Раздумья в сумерках жизни - Страница 8

Изменить размер шрифта:

Надел очки, положил книгу на колени, почти под крышку стола, открыл первые страницы – за давностью лет не помню ни номер тома вождя, ни тем более страницы, а тогда назвал, пролистал несколько первых страниц и назвал её, вглядываясь в текст. Повторил он две страницы без единой ошибки, что меня невероятно поразило – даже услышав, я не поверил. И, чтобы убедиться в отсутствии подвоха, осмотрел потолок и стены на наличие там зеркал, но не обнаружил, тем более что Михаил, читая по памяти названные странички, своими чёрными глазами безотрывно смотрел на меня, а я смотрел в книгу, которая лежала на коленях.

Затем он прочитал наизусть несколько страниц из середины книги и в самом конце с таким же успехом. То же самое повторилось и с двумя другими книгами, и я был морально повержен, с какой лёгкостью и непринуждённостью он повторял наизусть все тексты из томов, стоило только указать ему страницы.

– Ну как? – спросил он, улыбаясь.

– Да ты просто гипнотизёр, вот и дуришь мне голову, как вздумается, – не очень уверенно ответил ему и обеспокоился, как бы он не обиделся. Услышав от меня такое заключение, оба расхохотались и смеялись долго, от души, вместе с людьми за соседними столиками. Это меня ещё больше смутило, и я решил поскорее уйти.

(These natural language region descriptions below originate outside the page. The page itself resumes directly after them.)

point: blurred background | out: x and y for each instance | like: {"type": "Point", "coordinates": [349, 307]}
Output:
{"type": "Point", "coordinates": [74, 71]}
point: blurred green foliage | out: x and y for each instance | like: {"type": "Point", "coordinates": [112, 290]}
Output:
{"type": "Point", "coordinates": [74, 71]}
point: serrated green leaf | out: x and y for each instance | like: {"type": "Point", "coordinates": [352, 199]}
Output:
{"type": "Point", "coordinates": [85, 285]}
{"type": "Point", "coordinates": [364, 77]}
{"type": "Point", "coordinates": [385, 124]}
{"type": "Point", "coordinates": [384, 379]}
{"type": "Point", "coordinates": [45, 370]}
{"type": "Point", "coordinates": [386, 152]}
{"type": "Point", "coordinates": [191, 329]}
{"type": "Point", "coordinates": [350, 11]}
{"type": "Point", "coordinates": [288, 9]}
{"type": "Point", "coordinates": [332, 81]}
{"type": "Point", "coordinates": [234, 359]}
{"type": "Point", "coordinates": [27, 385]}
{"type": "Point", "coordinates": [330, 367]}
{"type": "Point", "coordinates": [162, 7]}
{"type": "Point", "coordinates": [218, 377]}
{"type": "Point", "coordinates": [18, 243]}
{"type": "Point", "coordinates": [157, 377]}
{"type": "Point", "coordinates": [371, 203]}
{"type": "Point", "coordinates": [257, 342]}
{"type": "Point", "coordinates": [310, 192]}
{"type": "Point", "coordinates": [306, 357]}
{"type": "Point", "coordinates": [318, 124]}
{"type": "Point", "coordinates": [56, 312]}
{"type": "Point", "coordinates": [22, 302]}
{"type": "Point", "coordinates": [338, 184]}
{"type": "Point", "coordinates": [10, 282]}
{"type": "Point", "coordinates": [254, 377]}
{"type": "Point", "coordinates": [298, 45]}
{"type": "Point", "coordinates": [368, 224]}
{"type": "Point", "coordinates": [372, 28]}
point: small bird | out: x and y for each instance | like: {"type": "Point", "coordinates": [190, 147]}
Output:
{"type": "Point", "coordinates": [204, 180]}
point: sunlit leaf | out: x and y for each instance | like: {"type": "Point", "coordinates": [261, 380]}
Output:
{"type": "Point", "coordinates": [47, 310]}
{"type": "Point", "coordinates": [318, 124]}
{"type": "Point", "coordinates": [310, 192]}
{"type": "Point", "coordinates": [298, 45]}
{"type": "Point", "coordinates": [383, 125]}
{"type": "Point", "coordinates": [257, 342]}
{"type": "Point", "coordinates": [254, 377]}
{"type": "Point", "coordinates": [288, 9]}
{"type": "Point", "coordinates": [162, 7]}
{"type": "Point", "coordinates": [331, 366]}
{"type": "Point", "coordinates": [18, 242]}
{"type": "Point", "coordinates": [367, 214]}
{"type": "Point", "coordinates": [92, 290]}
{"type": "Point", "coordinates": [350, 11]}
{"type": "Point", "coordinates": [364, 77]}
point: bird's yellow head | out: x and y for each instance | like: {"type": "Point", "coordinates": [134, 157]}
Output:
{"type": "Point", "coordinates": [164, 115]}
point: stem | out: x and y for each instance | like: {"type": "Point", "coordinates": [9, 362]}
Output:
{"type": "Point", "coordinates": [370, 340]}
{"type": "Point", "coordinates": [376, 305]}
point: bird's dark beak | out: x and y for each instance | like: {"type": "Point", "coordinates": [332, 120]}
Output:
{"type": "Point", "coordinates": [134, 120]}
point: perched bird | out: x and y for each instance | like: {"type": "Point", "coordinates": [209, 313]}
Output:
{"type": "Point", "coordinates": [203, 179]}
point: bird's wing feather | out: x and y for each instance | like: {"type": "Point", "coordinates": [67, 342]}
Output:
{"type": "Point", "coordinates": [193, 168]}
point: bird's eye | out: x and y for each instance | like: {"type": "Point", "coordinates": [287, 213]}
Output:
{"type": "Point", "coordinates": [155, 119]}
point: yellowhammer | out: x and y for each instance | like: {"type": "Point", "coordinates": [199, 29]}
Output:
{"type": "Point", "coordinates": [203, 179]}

Я рассчитался с официантом, но Михаил придержал меня за руку и предложил выпить на посошок. Я не отказался, и тут он, тяжело вздохнув, сказал мне такое, что повергло меня в изумление:

– Вижу, что хороший ты парень, честный, и скажу тебе откровенно: сидели мы с братаном, – и кивнул головой в сторону своего товарища, – тридцать лет на особняке, пятнадцать из них – в закрытке, короче, каждый в одиночной камере. Чтива для души там не было, кроме политической макулатуры, и, чтобы не сойти с ума, все эти годы зубрили наизусть все тома товарища Ленина. От них самих тоже можно было сойти с ума, но мы, как видишь, не сошли, а с братаном всё выучили наизусть. Но за каждую допущенную ошибку при повторении виновный расплачивался со своим экзаменатором дорогой ценой, но какой – не скажу, сам догадаешься. Так что изучали все работы товарища Ленина очень даже старательно, как и никогда нигде у нас его труды никто не изучал.

– И какой вывод из всех его трудов вы сделали? – спросил я на всякий случай, ухмыляясь при этом.

– Скажу так, сказал Михаил, и выражение его лица стало жёстким, неприятным. – Учение товарища Ленина мертво, как сгнившая древесина, непригодная ни для какого дела. Если его учение сейчас применить в реальной жизни, то страна погибнет.

Я не поверил сказанному и передумал уходить.

– Ну а вопрос на засыпку можно задать?

– Валяй, – задорно тряхнув густой шевелюрой, ответил Михаил.

– Какой же главный принцип вы извлекли из всех работ Вождя? – спросил я с лукавым любопытством, надеясь, что уж на этом-то вопросе «корефан» ленинизма растеряется. И напрасно.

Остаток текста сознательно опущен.